The new FireBrick system is good (it better be, I wrote it). It is a completely new implementation based on a second look at the RFCs. Some key decisions based on the experience of the linux based solution and, importantly, the way devices work, has meant we operate in a specific way. We are no longer working as a relaying proxy but as an endpoint. i.e. devices make calls to the FireBrick and the FireBrick makes calls to devices, and it joins them together at the audio level. This solves many problems, and also means the audio is always to/from the same IP at the FireBrick end which helps firewalls and may allow some degree of NAT handling.
A key feature we are using is that FireBrick SIP works with IPv6 perfectly, as you would expect.
It also avoids all sorts of issues with switching the audio feed. Previously we passed on all SDP renegotiations end to end, but this caused issues as it meant changes at the RTP level in terms of sequence and source ID, and timing, as well as IP and port and some race conditions. This sometimes broke things. The FireBrick generates the audio stream with one source ID and sequence regardless, handling changes, call transfer, re-invites, and even tone generation seamlessly as one output stream. We should not have to go to such extremes but doing so creates the most reliable calls. It also means, importantly, that we can see a loss of media as we are always in the media path allowing calls to close when no BYE is received (kit reboots, stuff disconnects, etc) and so not incorrectly billing calls.
The FireBrick also does recording. It allows a call leg to be tee'd off to a separate SIP connection which can be a simple SIP endpoint (like asterisk), but if the endpoint claims to handle stereo a-law then the tee'd off call puts each side of the call on a separate channel of a stereo call. We have a simple linux endpoint that does that and emails the calls, and we are basing our A&A call recording on that.
Most of the work on the A&A side is RADIUS server based. The FireBrick allows all calls, registrations, and so on, to be validated by RADIUS. This allows a pool of servers to handle call routing based on our database back end, and to handle the call logging and billing.

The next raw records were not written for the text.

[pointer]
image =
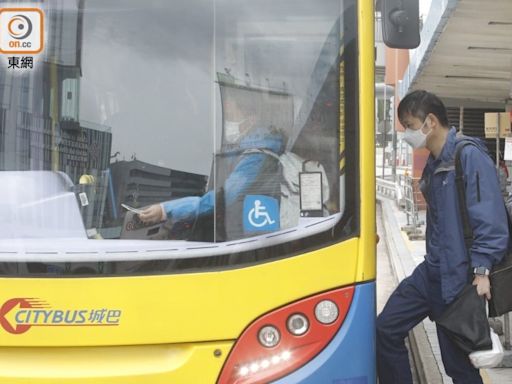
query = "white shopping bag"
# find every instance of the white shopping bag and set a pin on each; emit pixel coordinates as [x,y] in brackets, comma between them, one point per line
[489,358]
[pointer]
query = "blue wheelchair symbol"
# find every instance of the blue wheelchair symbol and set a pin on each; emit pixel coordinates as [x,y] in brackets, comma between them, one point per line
[261,214]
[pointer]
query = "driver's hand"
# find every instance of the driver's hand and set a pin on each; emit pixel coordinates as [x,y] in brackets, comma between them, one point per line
[152,214]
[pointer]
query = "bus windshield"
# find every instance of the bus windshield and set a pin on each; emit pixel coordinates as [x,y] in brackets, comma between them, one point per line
[170,129]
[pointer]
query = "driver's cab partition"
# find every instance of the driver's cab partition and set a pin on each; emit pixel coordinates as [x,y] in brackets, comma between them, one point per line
[257,184]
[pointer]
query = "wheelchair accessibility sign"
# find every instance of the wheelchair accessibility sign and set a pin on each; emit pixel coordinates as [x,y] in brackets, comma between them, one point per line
[261,213]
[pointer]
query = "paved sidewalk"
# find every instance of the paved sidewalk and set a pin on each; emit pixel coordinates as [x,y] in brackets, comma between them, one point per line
[405,255]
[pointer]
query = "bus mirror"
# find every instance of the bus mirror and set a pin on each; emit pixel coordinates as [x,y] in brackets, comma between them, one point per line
[400,23]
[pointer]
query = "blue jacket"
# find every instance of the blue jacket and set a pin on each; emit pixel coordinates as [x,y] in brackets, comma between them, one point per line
[187,209]
[444,234]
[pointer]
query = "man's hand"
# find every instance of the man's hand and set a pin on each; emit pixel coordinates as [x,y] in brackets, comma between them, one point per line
[483,285]
[152,214]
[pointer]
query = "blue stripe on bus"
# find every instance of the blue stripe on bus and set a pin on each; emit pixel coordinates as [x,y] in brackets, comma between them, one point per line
[350,356]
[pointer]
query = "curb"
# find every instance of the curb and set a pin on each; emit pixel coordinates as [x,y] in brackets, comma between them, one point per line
[403,265]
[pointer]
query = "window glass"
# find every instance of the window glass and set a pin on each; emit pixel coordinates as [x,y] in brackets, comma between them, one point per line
[183,121]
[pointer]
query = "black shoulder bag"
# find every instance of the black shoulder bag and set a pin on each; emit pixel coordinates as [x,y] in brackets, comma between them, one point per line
[501,274]
[465,319]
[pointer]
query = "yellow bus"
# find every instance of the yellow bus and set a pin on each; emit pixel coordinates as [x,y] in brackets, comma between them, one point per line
[187,191]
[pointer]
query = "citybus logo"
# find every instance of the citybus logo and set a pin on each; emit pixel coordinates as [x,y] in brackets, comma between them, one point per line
[21,30]
[18,315]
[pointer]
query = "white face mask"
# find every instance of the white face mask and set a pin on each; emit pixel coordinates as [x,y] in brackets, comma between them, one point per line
[232,130]
[415,137]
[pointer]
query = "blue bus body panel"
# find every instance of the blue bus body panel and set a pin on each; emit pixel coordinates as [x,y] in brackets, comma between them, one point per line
[350,356]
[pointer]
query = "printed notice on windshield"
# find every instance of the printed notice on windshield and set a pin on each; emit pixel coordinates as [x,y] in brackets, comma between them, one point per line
[508,149]
[310,194]
[132,209]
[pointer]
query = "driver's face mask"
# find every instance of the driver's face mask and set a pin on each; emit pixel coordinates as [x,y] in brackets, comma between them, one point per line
[232,131]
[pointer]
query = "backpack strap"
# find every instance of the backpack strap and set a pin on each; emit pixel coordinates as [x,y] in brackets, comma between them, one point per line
[461,192]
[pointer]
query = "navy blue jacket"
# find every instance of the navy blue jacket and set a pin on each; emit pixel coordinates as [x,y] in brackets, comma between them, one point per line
[486,210]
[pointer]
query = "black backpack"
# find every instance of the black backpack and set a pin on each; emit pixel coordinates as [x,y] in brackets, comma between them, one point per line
[501,274]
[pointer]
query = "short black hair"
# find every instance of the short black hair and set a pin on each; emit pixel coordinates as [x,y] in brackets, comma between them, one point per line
[419,104]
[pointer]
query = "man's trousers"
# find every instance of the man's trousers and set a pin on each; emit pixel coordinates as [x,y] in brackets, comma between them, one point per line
[415,298]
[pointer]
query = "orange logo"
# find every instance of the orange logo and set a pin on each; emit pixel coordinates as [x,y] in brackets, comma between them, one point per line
[21,30]
[19,314]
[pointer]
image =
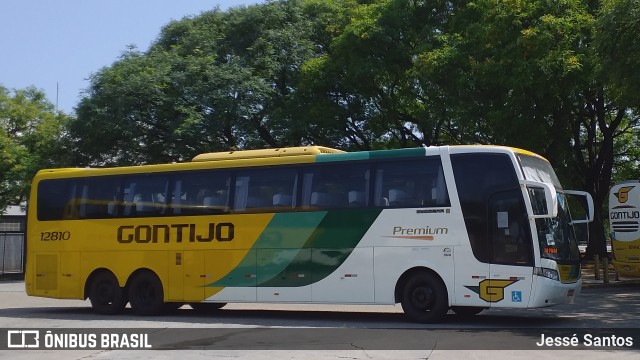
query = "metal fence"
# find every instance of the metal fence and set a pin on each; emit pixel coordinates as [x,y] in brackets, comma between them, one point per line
[12,245]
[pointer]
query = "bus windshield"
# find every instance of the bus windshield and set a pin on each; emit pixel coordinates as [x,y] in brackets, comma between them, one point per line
[556,236]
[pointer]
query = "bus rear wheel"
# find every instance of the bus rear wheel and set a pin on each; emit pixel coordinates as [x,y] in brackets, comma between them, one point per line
[146,295]
[106,295]
[424,298]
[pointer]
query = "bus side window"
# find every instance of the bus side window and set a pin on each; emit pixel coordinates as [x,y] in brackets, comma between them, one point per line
[336,186]
[266,190]
[145,196]
[411,183]
[98,198]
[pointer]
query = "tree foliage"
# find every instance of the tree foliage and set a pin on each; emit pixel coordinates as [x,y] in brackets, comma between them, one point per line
[558,77]
[31,138]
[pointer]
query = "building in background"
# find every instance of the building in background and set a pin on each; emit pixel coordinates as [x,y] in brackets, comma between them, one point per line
[12,231]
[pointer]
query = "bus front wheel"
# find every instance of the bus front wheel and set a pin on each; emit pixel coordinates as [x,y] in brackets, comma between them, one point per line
[146,295]
[106,295]
[424,298]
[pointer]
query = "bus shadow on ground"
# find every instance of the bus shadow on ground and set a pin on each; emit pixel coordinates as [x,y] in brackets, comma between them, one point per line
[186,317]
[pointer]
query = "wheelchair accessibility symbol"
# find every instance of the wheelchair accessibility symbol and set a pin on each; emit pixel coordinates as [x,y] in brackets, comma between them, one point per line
[516,296]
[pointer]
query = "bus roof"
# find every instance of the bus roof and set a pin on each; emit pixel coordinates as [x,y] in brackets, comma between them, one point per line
[266,153]
[266,157]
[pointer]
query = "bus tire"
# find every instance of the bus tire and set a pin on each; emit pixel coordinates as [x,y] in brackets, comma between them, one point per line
[424,298]
[207,307]
[467,311]
[106,295]
[146,295]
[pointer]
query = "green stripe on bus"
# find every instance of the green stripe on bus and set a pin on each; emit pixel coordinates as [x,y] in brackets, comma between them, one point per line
[326,249]
[297,249]
[369,155]
[278,245]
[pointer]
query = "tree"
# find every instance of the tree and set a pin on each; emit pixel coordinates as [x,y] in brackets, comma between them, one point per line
[31,138]
[219,81]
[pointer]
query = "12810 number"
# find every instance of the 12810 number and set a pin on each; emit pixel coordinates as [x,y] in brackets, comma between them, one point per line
[55,235]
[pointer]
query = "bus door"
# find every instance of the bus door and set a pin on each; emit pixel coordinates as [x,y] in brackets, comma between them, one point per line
[511,251]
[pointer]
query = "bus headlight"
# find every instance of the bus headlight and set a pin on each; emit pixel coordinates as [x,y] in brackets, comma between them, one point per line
[548,273]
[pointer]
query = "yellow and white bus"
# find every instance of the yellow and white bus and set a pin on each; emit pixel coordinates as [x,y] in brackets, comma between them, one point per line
[463,227]
[624,223]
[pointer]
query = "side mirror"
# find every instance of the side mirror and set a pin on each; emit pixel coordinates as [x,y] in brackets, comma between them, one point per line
[589,208]
[543,201]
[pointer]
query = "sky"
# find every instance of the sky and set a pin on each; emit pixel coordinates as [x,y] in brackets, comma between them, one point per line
[55,45]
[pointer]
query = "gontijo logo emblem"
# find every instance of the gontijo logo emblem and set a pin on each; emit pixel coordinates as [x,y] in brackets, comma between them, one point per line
[623,194]
[492,290]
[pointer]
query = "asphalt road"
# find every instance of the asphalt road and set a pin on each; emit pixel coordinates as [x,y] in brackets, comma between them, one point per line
[290,331]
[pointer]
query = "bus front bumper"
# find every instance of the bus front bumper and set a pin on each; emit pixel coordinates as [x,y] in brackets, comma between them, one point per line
[552,292]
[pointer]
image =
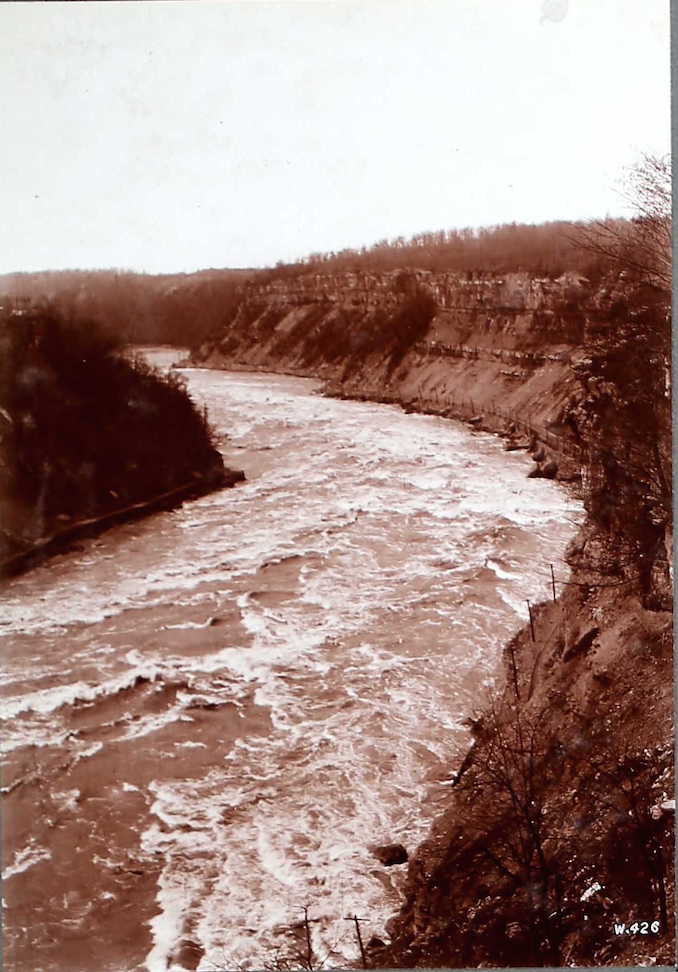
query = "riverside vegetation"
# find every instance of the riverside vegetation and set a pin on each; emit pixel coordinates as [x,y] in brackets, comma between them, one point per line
[87,430]
[557,845]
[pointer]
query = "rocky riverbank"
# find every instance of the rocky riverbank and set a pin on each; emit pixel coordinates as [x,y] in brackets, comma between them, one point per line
[90,436]
[556,847]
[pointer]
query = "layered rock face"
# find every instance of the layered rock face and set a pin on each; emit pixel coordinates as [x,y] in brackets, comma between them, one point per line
[560,828]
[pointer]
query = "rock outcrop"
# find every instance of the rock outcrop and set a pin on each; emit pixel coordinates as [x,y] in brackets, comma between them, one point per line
[552,838]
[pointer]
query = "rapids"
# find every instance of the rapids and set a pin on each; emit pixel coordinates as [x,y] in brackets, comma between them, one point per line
[211,714]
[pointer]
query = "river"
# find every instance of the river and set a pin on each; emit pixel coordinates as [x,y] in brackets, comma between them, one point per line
[212,714]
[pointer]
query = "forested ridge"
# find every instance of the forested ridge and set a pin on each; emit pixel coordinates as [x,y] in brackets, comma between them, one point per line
[86,429]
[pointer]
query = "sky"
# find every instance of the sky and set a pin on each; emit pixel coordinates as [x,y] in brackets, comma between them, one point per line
[171,136]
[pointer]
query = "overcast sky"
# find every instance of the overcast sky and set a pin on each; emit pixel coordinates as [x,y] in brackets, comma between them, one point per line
[172,136]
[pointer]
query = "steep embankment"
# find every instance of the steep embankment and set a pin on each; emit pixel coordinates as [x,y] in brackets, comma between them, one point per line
[482,346]
[559,829]
[88,436]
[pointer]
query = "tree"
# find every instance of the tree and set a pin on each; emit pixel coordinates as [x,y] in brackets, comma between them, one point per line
[640,246]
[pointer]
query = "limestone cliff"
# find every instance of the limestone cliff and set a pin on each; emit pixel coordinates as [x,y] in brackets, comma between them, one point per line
[559,830]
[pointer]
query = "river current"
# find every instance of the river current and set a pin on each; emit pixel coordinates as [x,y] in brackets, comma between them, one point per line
[212,714]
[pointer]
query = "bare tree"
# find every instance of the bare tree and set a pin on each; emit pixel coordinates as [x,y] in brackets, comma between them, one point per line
[512,767]
[642,245]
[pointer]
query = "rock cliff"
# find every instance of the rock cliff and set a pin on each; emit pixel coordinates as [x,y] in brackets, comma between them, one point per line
[556,848]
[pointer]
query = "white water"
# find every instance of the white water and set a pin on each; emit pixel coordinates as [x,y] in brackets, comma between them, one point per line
[290,661]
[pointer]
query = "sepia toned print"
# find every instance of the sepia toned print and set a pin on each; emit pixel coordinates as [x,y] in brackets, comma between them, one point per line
[336,567]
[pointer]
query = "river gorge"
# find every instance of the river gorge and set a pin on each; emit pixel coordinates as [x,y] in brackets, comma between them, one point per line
[216,712]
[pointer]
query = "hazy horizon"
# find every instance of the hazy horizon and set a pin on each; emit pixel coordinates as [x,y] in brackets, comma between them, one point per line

One of the key things, on re-reading the RFCs, is a new way to handle scaling of the service. The RFCs describe a really useful concept of a redirect server. The idea is that registrations and calls go to that server which does not really do calls at all - it just responds with 302 redirect messages telling the caller where to connect to. This means we can share the customers between servers, and take servers out for maintenance and so on.
Sadly we have, again, been thwarted. Whilst the SNOM phones we tested have no issue with this plan it seems a lot of SIP devices get confused and assume the 302 response is an error and give up, or pop up a "retry" box. The carriers that handle our inbound calls also don't like 302's. So yet again a key part of SIP design that would allow elegant scaling and redundancy is screwed. Why do I even bother? FFS.
So now we are testing using DNS changes to manage pools of registration servers. At least we can have pools of RADIUS servers, and call recording servers and so on as they are no longer in the SIP proxy path.
But we are having fun doing SIP/NAT testing. We want to see if the FireBrick code can work where there is NAT. We have done some testing today using the Technicolor routers we ship as standard on Home::1 lines. To our surprise the ALG in the Technicolor is not bad, and means our end does not see anything odd or NATty. It kind of "just works" which was a slight surprise. We have tested against SNOM and Gigaset kit so far.
We'll be testing with non-ALG NAT devices soon to see if we can make them work. When we are happy with all of the testing we can move customers over to the new service which will be more scalable and reliable.